Bug #5910
closed
Double reporting of template execution in timing profile
Applies to branch:
11, 12, trunk
Fix Committed on Branch:
11, 12, trunk
Fixed in Maintenance Release:
Description
In performance testing on a particular XML + XSLT combination, I noticed it was taking roughly twice as long on the command line as it was in Oxygen. I did a profile and notice that the initial template mode matching the document was being visited twice in the command line version, but only once in Oxygen (which is running Saxon 10.6).
I replicated the anomaly with the simplest of XSLT files, and, with profiling on, found that Saxon EE 9.9.1.8 and 10.9 on the command line visited the document template mode only once. But for Saxon EE 11.5 and 12.0 the document template mode was visited twice.
I've confirmed the above on two different XML + XSLT combinations on the command line across the four products.
Did you profile in oXygen with 10 EE as well? Or was that HE perhaps?
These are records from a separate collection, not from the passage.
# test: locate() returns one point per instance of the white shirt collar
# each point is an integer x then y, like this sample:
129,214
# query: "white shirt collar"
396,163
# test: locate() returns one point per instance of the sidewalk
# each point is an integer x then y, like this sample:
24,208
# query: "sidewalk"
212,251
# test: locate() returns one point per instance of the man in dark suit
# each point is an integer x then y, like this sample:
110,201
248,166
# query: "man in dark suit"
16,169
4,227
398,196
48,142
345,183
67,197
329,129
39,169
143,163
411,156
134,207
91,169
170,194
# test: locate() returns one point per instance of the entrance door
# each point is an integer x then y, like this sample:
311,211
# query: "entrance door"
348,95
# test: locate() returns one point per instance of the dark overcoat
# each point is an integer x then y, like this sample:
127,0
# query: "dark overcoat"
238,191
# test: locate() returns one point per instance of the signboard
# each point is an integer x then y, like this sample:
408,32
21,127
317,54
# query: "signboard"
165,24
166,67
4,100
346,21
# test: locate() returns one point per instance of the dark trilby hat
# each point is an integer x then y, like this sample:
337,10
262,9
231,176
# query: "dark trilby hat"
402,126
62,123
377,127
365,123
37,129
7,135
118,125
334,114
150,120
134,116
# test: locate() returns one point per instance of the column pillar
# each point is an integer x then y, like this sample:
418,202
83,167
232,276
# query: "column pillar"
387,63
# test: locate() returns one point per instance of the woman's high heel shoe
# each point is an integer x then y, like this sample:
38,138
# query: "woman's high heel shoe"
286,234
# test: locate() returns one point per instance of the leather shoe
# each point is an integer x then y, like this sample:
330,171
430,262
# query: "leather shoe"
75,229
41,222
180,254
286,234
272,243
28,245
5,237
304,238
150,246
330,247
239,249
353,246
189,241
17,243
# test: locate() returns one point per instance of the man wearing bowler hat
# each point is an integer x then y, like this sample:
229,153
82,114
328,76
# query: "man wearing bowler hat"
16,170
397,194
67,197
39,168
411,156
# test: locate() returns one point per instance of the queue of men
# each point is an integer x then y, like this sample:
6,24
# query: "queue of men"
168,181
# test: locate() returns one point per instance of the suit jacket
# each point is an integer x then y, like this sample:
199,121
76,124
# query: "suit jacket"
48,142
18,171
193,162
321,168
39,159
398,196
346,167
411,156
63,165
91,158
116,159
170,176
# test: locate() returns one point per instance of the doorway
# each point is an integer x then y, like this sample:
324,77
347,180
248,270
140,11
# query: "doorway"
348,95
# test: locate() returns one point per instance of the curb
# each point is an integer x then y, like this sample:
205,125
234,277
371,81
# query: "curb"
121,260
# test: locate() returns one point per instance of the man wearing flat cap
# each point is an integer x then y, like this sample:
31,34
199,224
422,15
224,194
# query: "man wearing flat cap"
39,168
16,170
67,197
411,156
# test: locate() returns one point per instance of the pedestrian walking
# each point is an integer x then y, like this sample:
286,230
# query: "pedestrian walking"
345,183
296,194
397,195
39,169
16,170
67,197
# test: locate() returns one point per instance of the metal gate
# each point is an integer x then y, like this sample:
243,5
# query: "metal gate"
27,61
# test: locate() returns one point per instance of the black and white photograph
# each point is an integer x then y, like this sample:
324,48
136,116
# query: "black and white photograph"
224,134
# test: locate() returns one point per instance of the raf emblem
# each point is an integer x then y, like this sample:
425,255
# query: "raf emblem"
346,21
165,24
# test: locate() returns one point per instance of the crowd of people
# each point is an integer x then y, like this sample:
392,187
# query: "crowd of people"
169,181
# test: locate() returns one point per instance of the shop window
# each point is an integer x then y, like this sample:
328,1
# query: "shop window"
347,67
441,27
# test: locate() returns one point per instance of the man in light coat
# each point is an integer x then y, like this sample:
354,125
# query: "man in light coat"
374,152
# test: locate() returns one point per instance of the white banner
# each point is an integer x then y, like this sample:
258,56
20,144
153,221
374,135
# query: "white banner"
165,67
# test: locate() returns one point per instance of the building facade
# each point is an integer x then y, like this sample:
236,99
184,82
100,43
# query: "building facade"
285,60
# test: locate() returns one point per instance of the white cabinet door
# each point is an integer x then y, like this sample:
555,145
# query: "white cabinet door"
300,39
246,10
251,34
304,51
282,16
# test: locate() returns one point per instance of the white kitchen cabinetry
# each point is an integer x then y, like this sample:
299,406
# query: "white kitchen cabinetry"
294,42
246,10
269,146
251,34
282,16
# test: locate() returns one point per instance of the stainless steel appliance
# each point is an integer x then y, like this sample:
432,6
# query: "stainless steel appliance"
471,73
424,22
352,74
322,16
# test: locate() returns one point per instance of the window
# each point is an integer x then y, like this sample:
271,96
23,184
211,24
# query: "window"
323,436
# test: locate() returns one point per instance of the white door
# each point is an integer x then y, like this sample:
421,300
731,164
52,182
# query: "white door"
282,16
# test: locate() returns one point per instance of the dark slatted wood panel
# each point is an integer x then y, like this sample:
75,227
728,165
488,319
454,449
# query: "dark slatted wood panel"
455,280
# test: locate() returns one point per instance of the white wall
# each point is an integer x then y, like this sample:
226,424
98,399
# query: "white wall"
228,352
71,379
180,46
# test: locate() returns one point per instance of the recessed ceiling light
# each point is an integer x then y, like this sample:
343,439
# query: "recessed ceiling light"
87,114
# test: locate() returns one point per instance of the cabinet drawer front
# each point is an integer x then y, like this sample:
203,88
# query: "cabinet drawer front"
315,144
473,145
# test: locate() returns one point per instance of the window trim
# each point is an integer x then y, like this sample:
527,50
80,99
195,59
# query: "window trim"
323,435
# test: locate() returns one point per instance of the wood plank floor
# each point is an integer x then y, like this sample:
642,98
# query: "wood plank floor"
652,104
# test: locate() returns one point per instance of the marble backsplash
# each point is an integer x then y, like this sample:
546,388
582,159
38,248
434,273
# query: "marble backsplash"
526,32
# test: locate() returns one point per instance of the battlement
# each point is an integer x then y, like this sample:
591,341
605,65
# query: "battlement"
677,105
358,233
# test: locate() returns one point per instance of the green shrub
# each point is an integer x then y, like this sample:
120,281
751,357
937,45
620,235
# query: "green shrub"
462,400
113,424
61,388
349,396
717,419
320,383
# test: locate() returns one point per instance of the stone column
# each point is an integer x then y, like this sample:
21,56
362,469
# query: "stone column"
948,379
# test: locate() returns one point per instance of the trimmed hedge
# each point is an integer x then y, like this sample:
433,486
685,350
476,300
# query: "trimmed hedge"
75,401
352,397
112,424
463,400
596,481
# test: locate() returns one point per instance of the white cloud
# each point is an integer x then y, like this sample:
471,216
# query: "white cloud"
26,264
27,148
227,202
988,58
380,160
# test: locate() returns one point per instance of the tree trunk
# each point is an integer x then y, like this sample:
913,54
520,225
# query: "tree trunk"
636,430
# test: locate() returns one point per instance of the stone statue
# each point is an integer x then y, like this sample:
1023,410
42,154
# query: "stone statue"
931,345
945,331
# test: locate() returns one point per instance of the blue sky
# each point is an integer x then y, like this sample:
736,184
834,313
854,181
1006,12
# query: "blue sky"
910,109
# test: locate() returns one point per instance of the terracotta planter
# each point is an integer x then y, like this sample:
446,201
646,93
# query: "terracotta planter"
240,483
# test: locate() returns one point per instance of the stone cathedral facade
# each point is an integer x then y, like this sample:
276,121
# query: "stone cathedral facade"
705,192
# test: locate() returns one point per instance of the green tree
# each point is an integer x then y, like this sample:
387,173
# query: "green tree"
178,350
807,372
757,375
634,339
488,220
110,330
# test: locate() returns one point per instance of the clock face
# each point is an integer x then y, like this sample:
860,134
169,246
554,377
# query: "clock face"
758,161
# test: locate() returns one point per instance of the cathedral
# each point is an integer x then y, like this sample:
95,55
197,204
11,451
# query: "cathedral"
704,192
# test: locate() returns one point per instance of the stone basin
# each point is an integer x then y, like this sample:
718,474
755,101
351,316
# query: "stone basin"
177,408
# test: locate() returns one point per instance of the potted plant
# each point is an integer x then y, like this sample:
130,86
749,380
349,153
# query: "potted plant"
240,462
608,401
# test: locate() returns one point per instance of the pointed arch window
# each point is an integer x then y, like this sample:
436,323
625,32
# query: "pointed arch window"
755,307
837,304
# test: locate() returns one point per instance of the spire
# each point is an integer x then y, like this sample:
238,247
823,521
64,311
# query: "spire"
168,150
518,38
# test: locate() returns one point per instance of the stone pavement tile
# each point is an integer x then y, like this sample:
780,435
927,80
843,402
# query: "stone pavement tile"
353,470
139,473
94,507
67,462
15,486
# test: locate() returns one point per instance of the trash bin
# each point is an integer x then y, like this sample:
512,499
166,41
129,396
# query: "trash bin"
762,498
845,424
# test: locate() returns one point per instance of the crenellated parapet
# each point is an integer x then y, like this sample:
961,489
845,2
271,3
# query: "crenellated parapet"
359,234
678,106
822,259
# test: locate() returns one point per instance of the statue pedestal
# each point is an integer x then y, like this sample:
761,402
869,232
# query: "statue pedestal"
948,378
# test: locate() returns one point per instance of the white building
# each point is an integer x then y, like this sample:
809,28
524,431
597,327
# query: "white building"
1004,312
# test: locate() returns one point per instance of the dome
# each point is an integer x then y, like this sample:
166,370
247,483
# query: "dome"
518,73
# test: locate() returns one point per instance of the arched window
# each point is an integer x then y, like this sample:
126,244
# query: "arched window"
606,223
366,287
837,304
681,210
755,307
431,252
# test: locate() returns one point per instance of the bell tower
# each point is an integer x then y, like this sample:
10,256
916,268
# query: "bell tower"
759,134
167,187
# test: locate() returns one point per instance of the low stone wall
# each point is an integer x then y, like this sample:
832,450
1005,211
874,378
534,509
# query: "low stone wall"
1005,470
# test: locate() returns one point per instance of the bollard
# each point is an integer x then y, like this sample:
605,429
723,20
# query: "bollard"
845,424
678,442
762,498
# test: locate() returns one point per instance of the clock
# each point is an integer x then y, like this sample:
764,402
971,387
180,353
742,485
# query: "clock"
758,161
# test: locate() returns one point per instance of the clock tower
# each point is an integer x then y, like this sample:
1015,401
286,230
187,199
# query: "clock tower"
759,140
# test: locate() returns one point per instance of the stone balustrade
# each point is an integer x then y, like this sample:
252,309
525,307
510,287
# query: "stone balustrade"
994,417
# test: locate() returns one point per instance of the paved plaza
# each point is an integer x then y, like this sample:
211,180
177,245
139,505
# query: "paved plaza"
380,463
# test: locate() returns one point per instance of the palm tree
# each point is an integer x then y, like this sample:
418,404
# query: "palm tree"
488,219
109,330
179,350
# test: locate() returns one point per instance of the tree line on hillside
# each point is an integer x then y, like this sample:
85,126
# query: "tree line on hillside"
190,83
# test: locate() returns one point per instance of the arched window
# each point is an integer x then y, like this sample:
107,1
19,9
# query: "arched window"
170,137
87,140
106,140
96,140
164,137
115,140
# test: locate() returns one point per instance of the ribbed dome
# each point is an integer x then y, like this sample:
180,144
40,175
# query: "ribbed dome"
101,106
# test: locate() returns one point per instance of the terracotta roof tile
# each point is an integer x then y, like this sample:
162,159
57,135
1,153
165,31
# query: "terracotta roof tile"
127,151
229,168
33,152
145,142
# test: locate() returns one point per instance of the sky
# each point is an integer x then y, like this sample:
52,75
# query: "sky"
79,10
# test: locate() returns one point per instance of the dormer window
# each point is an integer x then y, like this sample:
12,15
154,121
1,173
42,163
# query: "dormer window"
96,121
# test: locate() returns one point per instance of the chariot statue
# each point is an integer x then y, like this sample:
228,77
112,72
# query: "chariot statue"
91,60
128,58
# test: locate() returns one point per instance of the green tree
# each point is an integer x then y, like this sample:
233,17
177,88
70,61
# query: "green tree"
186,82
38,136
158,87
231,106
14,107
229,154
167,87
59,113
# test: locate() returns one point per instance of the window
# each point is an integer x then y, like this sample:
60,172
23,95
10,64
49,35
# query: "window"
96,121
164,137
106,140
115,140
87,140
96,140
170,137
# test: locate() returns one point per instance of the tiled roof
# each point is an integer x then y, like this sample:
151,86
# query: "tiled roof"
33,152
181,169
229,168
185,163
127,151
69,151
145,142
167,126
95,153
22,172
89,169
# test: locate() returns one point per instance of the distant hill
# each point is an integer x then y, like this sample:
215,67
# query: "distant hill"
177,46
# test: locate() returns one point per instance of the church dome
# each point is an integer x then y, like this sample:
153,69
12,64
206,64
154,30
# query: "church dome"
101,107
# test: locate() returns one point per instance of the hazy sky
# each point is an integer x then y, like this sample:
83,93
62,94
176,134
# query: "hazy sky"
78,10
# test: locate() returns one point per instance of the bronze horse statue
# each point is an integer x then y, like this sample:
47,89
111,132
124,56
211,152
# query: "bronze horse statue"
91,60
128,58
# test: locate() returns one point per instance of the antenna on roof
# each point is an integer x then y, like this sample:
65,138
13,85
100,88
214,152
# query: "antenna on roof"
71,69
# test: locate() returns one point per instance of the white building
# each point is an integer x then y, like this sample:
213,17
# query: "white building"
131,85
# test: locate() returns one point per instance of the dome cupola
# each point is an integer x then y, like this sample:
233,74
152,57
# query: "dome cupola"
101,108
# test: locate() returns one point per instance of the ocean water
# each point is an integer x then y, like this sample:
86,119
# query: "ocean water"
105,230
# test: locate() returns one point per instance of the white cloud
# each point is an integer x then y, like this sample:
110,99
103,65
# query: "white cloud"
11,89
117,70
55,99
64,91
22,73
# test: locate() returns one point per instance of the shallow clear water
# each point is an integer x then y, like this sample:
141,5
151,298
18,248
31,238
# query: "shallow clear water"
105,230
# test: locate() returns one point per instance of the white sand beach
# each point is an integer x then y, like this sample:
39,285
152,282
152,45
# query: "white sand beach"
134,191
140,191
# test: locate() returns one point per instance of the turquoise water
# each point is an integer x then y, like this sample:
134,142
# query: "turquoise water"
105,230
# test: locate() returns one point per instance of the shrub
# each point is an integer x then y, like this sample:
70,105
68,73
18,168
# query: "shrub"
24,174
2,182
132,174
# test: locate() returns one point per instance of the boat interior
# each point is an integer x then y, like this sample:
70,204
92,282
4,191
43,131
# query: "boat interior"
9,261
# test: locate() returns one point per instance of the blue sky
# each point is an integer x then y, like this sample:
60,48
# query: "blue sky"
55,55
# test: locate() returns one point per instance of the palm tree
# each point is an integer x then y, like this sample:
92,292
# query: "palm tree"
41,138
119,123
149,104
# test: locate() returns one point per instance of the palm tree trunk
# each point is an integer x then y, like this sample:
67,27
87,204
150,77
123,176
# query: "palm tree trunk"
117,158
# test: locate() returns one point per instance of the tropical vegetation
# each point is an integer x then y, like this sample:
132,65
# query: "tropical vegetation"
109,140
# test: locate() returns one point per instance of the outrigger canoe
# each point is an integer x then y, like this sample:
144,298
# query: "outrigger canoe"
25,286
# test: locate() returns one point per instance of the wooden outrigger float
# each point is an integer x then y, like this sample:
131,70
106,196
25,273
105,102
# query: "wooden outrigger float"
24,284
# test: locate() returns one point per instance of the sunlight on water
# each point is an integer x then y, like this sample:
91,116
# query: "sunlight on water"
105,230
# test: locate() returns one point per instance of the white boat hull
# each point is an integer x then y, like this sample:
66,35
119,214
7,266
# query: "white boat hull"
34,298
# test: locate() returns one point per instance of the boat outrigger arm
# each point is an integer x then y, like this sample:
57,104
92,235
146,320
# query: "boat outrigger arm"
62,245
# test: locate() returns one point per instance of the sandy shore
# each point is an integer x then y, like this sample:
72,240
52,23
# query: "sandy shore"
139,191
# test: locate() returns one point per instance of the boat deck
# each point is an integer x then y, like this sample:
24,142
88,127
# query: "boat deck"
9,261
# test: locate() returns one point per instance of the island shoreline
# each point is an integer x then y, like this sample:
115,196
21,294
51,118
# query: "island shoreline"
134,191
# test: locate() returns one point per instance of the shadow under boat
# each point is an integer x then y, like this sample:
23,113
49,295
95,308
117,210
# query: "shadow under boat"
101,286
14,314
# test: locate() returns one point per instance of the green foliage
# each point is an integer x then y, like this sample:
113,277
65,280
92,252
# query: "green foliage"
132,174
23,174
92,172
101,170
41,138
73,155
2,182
I have now profiled the stylesheet
<xsl:stylesheet xmlns:xsl="http://www.w3.org/1999/XSL/Transform"
version="3.0"
xmlns:xs="http://www.w3.org/2001/XMLSchema"
exclude-result-prefixes="#all"
expand-text="yes">
<xsl:mode on-no-match="shallow-copy"/>
<xsl:template match="/">
<xsl:copy>
<xsl:apply-templates/>
</xsl:copy>
</xsl:template>
</xsl:stylesheet>
with 11.5 HE and EE and 10.9 HE and EE and indeed both EE versions show a count of 2 for matching /
e.g.
module line instruction count average time (gross/ms) total time (gross/ms) average time (net/ms) total time (net/ms)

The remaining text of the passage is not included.